Vice President of the Chamber of Deputies of the Dominican Republic
- Incumbent
- Assumed office 16 August 2024
- President: Alfredo Pacheco
- Preceded by: Olfanny Méndez [es]

Personal details
- Party: Modern Revolutionary Party
- Parent: Víctor D’Aza (father)
- Education: Pontificia Universidad Católica Madre y Maestra
- Occupation: Medical doctor Politician

= Dharuelly D'Aza =

Dominican medical doctor and politician

Dharuelly Leany D'Aza Caraballo is a Dominican medical doctor and politician. She has been serving as Vice President of the Chamber of Deputies of the Dominican Republic since 2024.

==Education==
Dharuelly D'Aza is natural from Santiago Province and is the daughter of also Dominican politician Victor D'Aza. She graduated with a degree in general medicine from Pontificia Universidad Católica Madre y Maestra and has completed specializations in internal medicine, endocrinology, and infertility.

==Career==
She has built her career at the José María Cabral y Báez Regional University Hospital, where, during the COVID-19 pandemic in the Dominican Republic, from March 2020 to January 2022 D'Aza led the internal medicine team in the COVID-19 isolation unit.

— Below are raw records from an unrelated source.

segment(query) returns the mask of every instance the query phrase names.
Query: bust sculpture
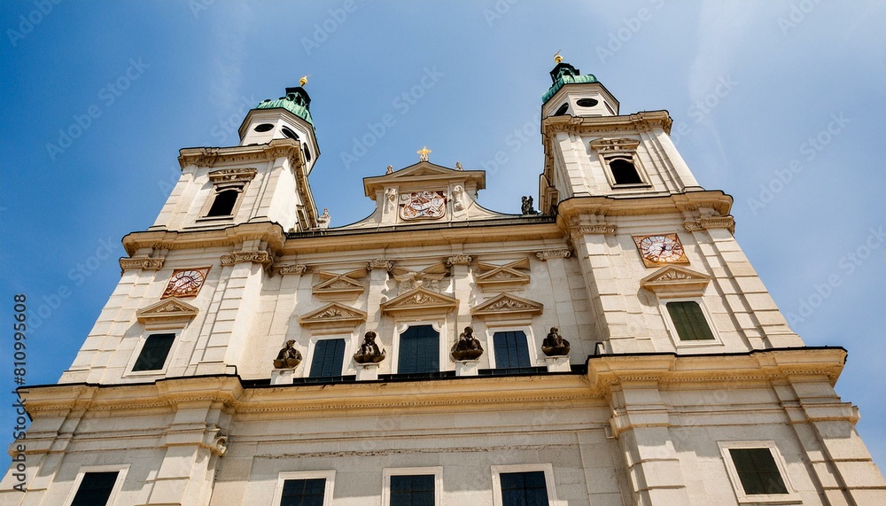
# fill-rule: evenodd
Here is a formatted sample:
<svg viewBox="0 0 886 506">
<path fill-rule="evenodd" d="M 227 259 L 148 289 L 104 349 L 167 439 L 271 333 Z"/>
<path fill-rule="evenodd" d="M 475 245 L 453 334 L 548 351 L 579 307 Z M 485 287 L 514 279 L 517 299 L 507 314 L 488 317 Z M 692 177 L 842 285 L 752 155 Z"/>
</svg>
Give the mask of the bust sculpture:
<svg viewBox="0 0 886 506">
<path fill-rule="evenodd" d="M 372 331 L 363 335 L 363 344 L 360 351 L 354 354 L 354 362 L 357 363 L 378 363 L 385 360 L 385 350 L 379 350 L 376 344 L 376 333 Z"/>
<path fill-rule="evenodd" d="M 455 362 L 463 360 L 474 360 L 483 354 L 483 346 L 480 341 L 474 337 L 474 330 L 465 327 L 464 331 L 459 334 L 458 340 L 452 346 L 452 358 Z"/>
<path fill-rule="evenodd" d="M 295 341 L 290 339 L 286 341 L 286 346 L 277 354 L 274 361 L 275 369 L 294 369 L 301 363 L 301 352 L 295 349 Z"/>
<path fill-rule="evenodd" d="M 569 341 L 563 339 L 557 327 L 551 327 L 551 331 L 541 342 L 541 351 L 548 356 L 569 354 Z"/>
</svg>

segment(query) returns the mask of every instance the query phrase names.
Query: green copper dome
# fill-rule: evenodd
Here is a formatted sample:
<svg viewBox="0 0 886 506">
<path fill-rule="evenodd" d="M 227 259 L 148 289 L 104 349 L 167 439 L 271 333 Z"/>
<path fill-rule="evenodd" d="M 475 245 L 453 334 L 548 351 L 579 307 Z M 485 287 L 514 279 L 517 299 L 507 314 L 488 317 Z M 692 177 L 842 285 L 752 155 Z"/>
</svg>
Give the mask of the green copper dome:
<svg viewBox="0 0 886 506">
<path fill-rule="evenodd" d="M 311 119 L 310 106 L 311 97 L 307 96 L 305 89 L 299 86 L 298 88 L 287 88 L 285 97 L 281 97 L 276 100 L 271 100 L 270 98 L 262 100 L 255 108 L 274 109 L 275 107 L 283 107 L 307 121 L 313 127 L 314 120 Z"/>
<path fill-rule="evenodd" d="M 568 63 L 558 63 L 551 71 L 551 81 L 554 84 L 548 89 L 548 91 L 541 96 L 541 103 L 544 104 L 554 96 L 563 84 L 572 84 L 580 82 L 598 82 L 597 78 L 593 74 L 581 75 L 580 71 Z"/>
</svg>

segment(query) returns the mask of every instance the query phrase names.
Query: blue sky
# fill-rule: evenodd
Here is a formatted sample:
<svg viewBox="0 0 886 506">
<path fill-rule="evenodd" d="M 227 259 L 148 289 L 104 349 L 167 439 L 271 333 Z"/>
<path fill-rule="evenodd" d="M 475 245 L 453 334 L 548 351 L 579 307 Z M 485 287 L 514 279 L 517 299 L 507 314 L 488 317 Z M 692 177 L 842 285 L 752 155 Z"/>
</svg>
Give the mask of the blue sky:
<svg viewBox="0 0 886 506">
<path fill-rule="evenodd" d="M 562 50 L 622 113 L 671 113 L 701 184 L 734 197 L 736 237 L 794 331 L 849 350 L 836 390 L 882 465 L 884 24 L 886 3 L 862 1 L 4 1 L 0 390 L 14 387 L 13 295 L 27 296 L 27 382 L 54 383 L 178 150 L 236 144 L 246 111 L 303 74 L 332 226 L 371 211 L 361 178 L 425 144 L 487 171 L 485 206 L 538 201 L 540 97 Z"/>
</svg>

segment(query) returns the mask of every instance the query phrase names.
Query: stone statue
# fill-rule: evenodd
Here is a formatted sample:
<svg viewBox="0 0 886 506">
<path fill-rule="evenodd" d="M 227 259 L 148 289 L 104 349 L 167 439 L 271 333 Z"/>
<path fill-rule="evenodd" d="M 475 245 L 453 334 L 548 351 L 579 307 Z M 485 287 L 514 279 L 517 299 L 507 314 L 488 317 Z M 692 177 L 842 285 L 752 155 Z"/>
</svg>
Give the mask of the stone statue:
<svg viewBox="0 0 886 506">
<path fill-rule="evenodd" d="M 286 341 L 286 347 L 280 350 L 274 361 L 274 369 L 295 369 L 301 363 L 301 352 L 295 349 L 294 344 L 292 339 Z"/>
<path fill-rule="evenodd" d="M 385 360 L 385 350 L 379 350 L 376 344 L 376 333 L 372 331 L 363 335 L 363 344 L 360 351 L 354 354 L 354 362 L 357 363 L 378 363 Z"/>
<path fill-rule="evenodd" d="M 524 196 L 523 197 L 523 204 L 520 206 L 520 212 L 523 213 L 524 215 L 526 215 L 526 214 L 539 214 L 538 211 L 536 211 L 534 208 L 532 208 L 532 196 L 529 196 L 529 197 Z"/>
<path fill-rule="evenodd" d="M 567 355 L 569 347 L 569 341 L 563 339 L 560 329 L 556 327 L 551 327 L 551 331 L 541 343 L 541 351 L 548 356 Z"/>
<path fill-rule="evenodd" d="M 458 340 L 452 345 L 452 358 L 455 362 L 462 360 L 474 360 L 483 354 L 483 346 L 480 341 L 474 337 L 474 330 L 465 327 L 464 331 L 459 334 Z"/>
</svg>

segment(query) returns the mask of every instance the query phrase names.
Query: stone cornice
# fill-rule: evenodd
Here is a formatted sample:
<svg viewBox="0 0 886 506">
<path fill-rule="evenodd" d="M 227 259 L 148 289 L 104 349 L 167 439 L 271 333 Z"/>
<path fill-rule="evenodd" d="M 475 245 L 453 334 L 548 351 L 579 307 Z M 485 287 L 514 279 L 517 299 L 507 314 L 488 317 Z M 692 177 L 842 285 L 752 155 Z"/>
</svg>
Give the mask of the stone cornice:
<svg viewBox="0 0 886 506">
<path fill-rule="evenodd" d="M 624 116 L 548 116 L 541 121 L 541 134 L 548 139 L 556 132 L 648 132 L 661 128 L 671 134 L 673 121 L 667 111 L 644 111 Z"/>
<path fill-rule="evenodd" d="M 747 354 L 677 355 L 643 354 L 591 356 L 587 378 L 597 388 L 632 382 L 721 383 L 827 377 L 836 383 L 846 362 L 843 348 L 781 348 Z"/>
<path fill-rule="evenodd" d="M 255 146 L 183 148 L 179 150 L 178 163 L 182 168 L 190 165 L 214 167 L 231 161 L 272 160 L 281 157 L 289 158 L 295 167 L 301 160 L 301 146 L 291 139 L 274 139 Z"/>
<path fill-rule="evenodd" d="M 598 216 L 638 216 L 644 214 L 666 214 L 711 208 L 724 218 L 732 208 L 732 197 L 715 190 L 688 191 L 656 197 L 573 197 L 557 206 L 557 224 L 568 230 L 581 214 Z M 711 218 L 708 218 L 711 219 Z"/>
<path fill-rule="evenodd" d="M 278 255 L 284 247 L 285 235 L 280 225 L 269 222 L 241 223 L 213 230 L 146 230 L 127 234 L 123 237 L 123 247 L 128 254 L 132 255 L 141 248 L 178 250 L 234 246 L 250 240 L 267 243 L 271 253 Z"/>
</svg>

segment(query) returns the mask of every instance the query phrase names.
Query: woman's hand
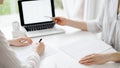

D'Aza ran for Chamber of Deputies in the 2020 election for the Modern Revolutionary Party (PRM) to represent the Santiago Province, but despite receiving 7,000 votes, she was not elected. In the 2024 election, D'Aza ran again and got elected. D'Aza was sworn in as Vice President of the Chamber of Deputies on 16 August 2024 after being elected unanimously by the deputies.

She has worked also as radio presenter, English educator and has also been involved in philanthropist activities.

==Personal life==
She is married to a doctor, with whom have a daughter.